Clifford Ballard qualified from the Royal Dental Hospital in 1934. He went on to study medicine at Charing Cross Hospital, qualifying in 1940. In the same year he was appointed as an orthodontist to Middlesex County Council. In 1948 Ballard joined the newly formed Institute of Dental Surgery at the Eastman Dental Hospital as Head of the Orthodontic Department. His time at the Eastman saw him lead great strides in orthodontic care and teaching, with the Eastman course acting as a model for many other dental schools. In 1954 he was awarded the DDO and in 1956 he became the first Professor of Orthodontics.
Ballard’s particular interest was in respiratory function and the effects of orofacial musculature on the etiology of malocclusion. This interest was founded in his work with E. Gwynne Evans, an ENT surgeon at the Upper Respiratory Clinic being run in the St George’s Group hospitals. The new technique of cephalometry aided Ballard in his research in this area. His research demonstrated that skeletal relationships, soft tissue morphology and dental variation could all affect the developing occlusion.

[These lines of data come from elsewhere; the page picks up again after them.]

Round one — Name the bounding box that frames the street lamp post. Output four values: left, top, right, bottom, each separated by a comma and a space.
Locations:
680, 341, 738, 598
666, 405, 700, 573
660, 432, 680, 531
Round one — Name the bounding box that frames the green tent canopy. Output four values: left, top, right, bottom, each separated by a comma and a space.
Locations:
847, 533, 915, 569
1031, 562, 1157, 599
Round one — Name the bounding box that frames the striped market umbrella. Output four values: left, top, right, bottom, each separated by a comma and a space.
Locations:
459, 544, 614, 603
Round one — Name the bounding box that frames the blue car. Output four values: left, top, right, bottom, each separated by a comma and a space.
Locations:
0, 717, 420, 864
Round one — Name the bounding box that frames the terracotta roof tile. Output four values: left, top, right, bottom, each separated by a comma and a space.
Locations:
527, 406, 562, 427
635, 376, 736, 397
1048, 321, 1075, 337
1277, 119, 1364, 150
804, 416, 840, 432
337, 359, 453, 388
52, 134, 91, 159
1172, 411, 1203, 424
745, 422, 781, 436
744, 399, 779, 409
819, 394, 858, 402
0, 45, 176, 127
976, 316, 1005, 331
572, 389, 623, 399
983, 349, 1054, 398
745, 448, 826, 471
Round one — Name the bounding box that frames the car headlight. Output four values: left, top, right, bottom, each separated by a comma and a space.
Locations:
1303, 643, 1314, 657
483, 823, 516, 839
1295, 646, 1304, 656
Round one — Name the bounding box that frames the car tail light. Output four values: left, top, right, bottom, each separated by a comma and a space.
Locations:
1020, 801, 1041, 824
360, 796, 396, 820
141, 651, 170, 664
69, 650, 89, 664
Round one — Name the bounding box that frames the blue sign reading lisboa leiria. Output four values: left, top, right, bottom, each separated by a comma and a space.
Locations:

In addition to his clinical work, Ballard was involved in the development of orthodontics as a profession. At the Eastman he organised an annual two-day symposium for orthodontic consultants, providing an opportunity for the discussions of clinical and professional issues. In 1961 he supported John Hovell in forming the Consultant Orthodontists Group (COG). Ballard received many honours, including a WHO Travelling Fellowship and the Colyer Gold Medal. He was President of the BSSO in 1957.